EuGH Entscheidung zum Europäischen Zahlungsbefehl: § 1092a ZPO nicht unionsrechtswidrig

Eine vielfach diskutierte Frage zur Übereinstimmung des § 1092a ZPO mit geltendem Unionsrecht ist nunmehr geklärt. Am 5. Dezember 2024 hat der Europäische Gerichtshof (EuGH) entschieden, dass die Mitgliedstaaten der Europäischen Union zusätzliche Rechtsbehelfe im Zusammenhang mit dem Europäischen Zahlungsbefehl einführen können, sofern diese die unionsrechtlichen Mindestvorgaben nicht beeinträchtigen (C-389/23). Damit hat der EuGH den in § 1092a ZPO geregelten Rechtsbehelf zur Nichtigerklärung eines Europäischen Zahlungsbefehls für unionsrechtskonform erklärt.

Das Amtsgericht Wedding, Deutschlands zentrales Europäisches Mahngericht, hatte dem EuGH die Frage zur Vereinbarkeit des § 1092a ZPO mit den Verordnungen (EG) Nr. 1896/2006 und Nr. 1393/2007 zur Vorabentscheidung vorgelegt. § 1092a ZPO sieht die Möglichkeit zugunsten des Antragsgegners vor, die Nichtigkeit eines Europäischen Zahlungsbefehls geltend zu machen, sofern die Zustellung nicht oder nicht ordnungsgemäß erfolgt ist.
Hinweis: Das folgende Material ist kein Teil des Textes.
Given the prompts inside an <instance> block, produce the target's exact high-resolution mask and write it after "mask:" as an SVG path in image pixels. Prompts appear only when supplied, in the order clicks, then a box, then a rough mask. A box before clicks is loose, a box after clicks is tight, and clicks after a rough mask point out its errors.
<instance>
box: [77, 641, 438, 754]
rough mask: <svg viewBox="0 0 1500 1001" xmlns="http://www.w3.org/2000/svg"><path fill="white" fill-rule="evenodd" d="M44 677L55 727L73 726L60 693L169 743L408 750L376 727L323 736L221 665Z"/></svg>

Dieser Rechtsbehelf tritt zusätzlich zu dem in den Artikeln 16 und 17 der Verordnung (EG) Nr. 1896/2006 geregelten Einspruch in Kraft und greift damit weit früher im Verfahrensablauf ein. Die in § 1092a ZPO getroffene Regelung ist dabei durchaus kritisch zu betrachten, da die Norm aufgrund ihrer strengen Rechtsfolge – der Nichtigkeit – teils zu zufälligen Ergebnissen führt. Dies liegt insbesondere daran, dass die Rechtswirkung maßgeblich davon abhängt, ob der Zustellungsfehler zuerst vom Antragsgegner oder vom Gericht festgestellt wird. Dies beeinträchtigt insbesondere Gläubiger, die auf die Verlässlichkeit und Effizienz des Europäischen Mahnverfahrens vertrauen müssen. Die Norm führt daher zu einer gewissen Aushöhlung des Europäischen Zahlungsbefehls. Daher die Vorlage des Zentralen Mahngerichts Wedding.
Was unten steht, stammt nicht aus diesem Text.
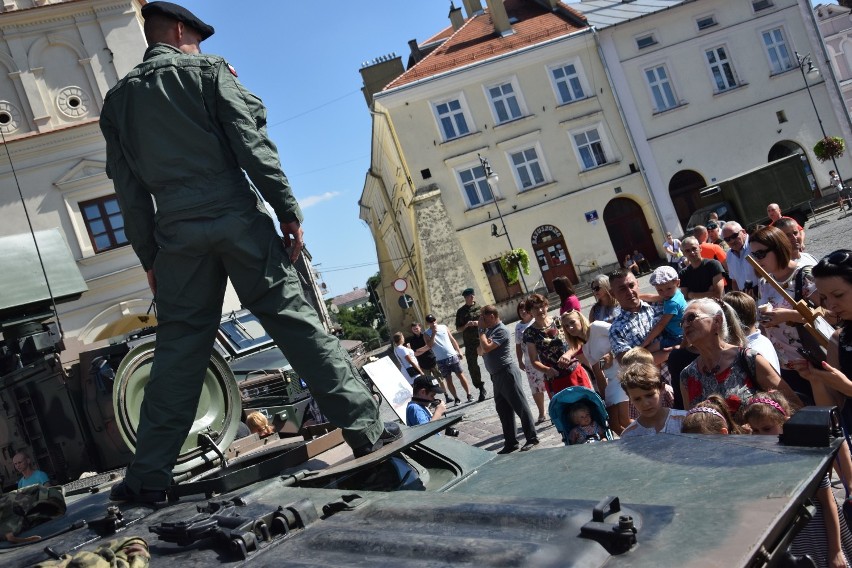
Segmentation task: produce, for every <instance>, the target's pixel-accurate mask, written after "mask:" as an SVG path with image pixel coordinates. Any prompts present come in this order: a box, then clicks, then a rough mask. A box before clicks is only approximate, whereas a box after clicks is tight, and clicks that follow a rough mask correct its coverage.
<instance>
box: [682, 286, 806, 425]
mask: <svg viewBox="0 0 852 568" xmlns="http://www.w3.org/2000/svg"><path fill="white" fill-rule="evenodd" d="M736 317H737V316H736V314H735V313H734V310H733V309H732V308H731V307H730V306H729V305H727V304H725V302H722V301H720V300H715V299H711V298H699V299H697V300H692V301H691V302H689V304H688V305H687V307H686V311H685V312H684V314H683V322H682V324H681V325H682V326H683V336H684V339H685V340H686V341H687V342H688V343H689V344H690V345H691V346H692V347H693V348H695V350H696V351H698V358H696V359H695V361H693V362H692V363H690V364H689V365H688V366H687V367H686V368H685V369H684V370H683V371H682V372H681V374H680V389H681V396H682V397H683V403H684V407H685V408H686V409H687V410H688V409H690V408H692V407H693V406H695V405H696V404H697V403H699V402H701V401H702V400H706V399H707V397H709V396H710V395H711V394H718V395H719V396H721V397H722V398H724V399H725V401H726V402H727V403H728V406H729V408H730V410H731V412H736V411H737V410H738V409H739V404H740V402H741V401H743V400H746V399H747V398H748V397H750V396H752V395H754V393H755V391H757V390H763V391H766V390H772V389H776V390H779V391H781V393H783V394H784V396H785V397H787V399H788V400H790V401H792V402H793V403H795V404H799V402H800V401H799V398H798V397H797V396H796V394H795V393H794V392H793V390H792V389H791V388H790V387H789V385H787V383H785V382H784V380H783V379H782V378H781V377H779V376H778V373H776V372H775V369H773V368H772V365H770V364H769V362H768V361H767V360H766V359H764V358H763V356H762V355H759V354H758V353H757V352H756V351H753V350H752V349H749V348H748V347H745V345H746V344H747V342H746V338H745V335H744V334H743V332H742V328H741V327H740V326H739V325H732V326H728V321H729V320H731V321H733V320H734V319H736Z"/></svg>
Der EuGH hat nun geurteilt, dass die Verordnung (EG) Nr. 1896/2006 lediglich Mindestvorschriften für das Mahnverfahren aufstellt. Den Mitgliedstaaten sei es darüber hinaus freigestellt, zusätzliche Rechtsbehelfe zu schaffen, solange diese die Ziele und Grundsätze der Verordnung nicht beeinträchtigen. Dies gelte insbesondere für Fälle, in denen ein Zahlungsbefehl trotz fehlerhafter oder unterbliebener Zustellung vollstreckbar erklärt wurde. Dem trage die Regelung des § 1092a ZPO Rechnung. Daher sei diese auch europarechtlich konform.
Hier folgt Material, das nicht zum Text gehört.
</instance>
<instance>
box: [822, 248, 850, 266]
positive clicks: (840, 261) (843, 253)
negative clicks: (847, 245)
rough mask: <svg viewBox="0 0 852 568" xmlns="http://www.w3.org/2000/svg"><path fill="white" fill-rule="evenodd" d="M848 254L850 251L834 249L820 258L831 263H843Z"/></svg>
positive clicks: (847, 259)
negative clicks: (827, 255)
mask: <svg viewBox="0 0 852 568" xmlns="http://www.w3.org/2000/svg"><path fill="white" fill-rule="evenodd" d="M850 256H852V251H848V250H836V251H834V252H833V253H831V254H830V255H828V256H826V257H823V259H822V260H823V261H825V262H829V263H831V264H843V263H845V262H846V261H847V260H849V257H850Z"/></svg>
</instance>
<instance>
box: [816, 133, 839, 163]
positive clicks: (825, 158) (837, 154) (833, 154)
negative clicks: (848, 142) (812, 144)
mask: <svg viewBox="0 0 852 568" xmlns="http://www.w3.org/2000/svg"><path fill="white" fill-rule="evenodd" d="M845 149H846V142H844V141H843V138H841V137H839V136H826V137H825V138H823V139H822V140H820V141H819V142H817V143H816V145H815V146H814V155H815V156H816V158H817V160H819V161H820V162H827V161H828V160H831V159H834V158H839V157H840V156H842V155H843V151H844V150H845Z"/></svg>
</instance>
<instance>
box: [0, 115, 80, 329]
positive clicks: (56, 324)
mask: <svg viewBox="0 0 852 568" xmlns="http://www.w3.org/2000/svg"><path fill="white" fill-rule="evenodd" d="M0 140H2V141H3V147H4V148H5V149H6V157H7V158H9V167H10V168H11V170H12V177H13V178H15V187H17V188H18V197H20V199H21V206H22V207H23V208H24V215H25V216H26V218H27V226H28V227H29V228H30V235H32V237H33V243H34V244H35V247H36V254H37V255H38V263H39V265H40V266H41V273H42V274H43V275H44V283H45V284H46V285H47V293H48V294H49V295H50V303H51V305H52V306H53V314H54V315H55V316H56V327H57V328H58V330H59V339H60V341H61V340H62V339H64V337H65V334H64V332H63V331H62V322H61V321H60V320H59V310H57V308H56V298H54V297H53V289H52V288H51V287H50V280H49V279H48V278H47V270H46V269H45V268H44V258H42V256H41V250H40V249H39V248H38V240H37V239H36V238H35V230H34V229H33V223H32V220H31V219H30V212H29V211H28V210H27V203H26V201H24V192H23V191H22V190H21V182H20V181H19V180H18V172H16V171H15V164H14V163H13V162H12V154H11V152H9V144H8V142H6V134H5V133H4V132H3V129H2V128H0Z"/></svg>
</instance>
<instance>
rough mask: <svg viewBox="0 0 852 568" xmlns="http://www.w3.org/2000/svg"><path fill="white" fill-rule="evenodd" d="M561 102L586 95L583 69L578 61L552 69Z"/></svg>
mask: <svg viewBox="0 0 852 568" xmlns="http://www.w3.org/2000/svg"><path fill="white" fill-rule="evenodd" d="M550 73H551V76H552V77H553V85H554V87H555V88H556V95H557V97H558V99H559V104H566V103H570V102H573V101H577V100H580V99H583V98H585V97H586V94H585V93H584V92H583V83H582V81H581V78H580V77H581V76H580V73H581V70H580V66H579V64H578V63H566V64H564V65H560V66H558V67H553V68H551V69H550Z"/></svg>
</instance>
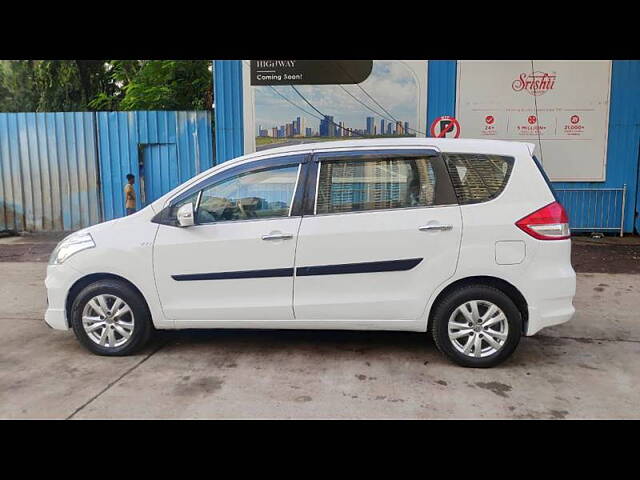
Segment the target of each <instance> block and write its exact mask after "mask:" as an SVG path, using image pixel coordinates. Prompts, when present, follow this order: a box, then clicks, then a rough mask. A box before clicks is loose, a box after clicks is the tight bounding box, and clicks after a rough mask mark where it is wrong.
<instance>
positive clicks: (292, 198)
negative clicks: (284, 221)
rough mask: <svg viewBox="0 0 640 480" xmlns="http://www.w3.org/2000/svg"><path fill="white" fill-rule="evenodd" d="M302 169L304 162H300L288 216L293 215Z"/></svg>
mask: <svg viewBox="0 0 640 480" xmlns="http://www.w3.org/2000/svg"><path fill="white" fill-rule="evenodd" d="M301 171H302V164H301V163H299V164H298V173H297V175H296V183H294V185H293V194H292V195H291V202H289V214H288V215H287V216H288V217H290V216H291V210H293V203H294V202H295V199H296V193H298V182H299V181H300V172H301Z"/></svg>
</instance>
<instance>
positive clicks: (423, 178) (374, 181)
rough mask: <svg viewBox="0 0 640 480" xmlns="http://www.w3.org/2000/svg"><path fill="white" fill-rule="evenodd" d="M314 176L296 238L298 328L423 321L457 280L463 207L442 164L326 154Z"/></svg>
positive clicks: (431, 155)
mask: <svg viewBox="0 0 640 480" xmlns="http://www.w3.org/2000/svg"><path fill="white" fill-rule="evenodd" d="M310 168H311V169H313V170H315V175H316V177H314V178H315V179H316V182H315V184H316V188H311V189H309V190H310V191H309V194H310V195H312V196H313V198H306V200H305V201H306V206H305V216H304V217H303V220H302V223H301V225H300V232H299V234H298V248H297V252H296V277H295V286H294V311H295V315H296V319H298V320H367V321H395V320H408V321H411V320H413V321H415V320H418V319H420V318H421V317H422V315H423V312H424V310H425V307H426V302H427V299H428V298H429V295H430V294H431V293H432V292H433V291H434V290H435V289H436V287H438V286H439V285H440V284H441V283H442V282H444V281H445V280H446V279H447V278H449V277H451V276H452V275H453V274H454V272H455V269H456V262H457V258H458V251H459V247H460V239H461V232H462V223H461V222H462V221H461V214H460V207H459V206H458V204H457V200H456V197H455V193H454V191H453V187H452V185H451V180H450V178H449V175H448V173H447V171H446V166H445V164H444V161H443V159H442V157H441V156H440V155H439V154H438V152H436V151H433V150H391V149H390V150H376V151H352V152H341V153H330V152H327V153H319V154H316V155H315V156H314V159H313V162H312V163H311V164H310ZM309 183H312V182H309ZM385 328H386V327H385Z"/></svg>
Damit bleibt es allerdings bei der Problematik, dass die Regelung des § 1092a ZPO dem Ziel eines effizienten und verlässlichen Europäischen Mahnverfahrens entgegensteht. Die Rechtsfolge der Nichtigkeit hängt faktisch weiterhin davon ab, wer den Zustellungsfehler zuerst bemerkt – der Antragsgegner oder das Mahngericht. Dies führt zu einer erheblichen Rechtsunsicherheit, da der Antragssteller, der häufig keine Kenntnis vom Zustellungsverfahren hat, keine Möglichkeit besitzt, proaktiv auf etwaige Fehler einzuwirken. Dies hängt auch damit zusammen, dass die Zustellung in vielen Mitgliedstaaten, wie in Deutschland, durch das Gericht erfolgt, weshalb der Antragssteller weder die Wahl des Zustellungswegs noch die Durchführung der Zustellung kontrollieren kann.

Diese strukturelle Benachteiligung schwächt letztlich das Mittel des Europäischen Mahnbescheids. Dies steht auch dem Ziel entgegen, den Zahlungsbefehl zu weitergehender Akzeptanz und Verbreitung zu verhelfen. In Anbetracht des nun ergangenen Urteils des EuGH dürften allerdings bis auf Weiteres keine Änderungen am § 1092a ZPO zu erwarten sein.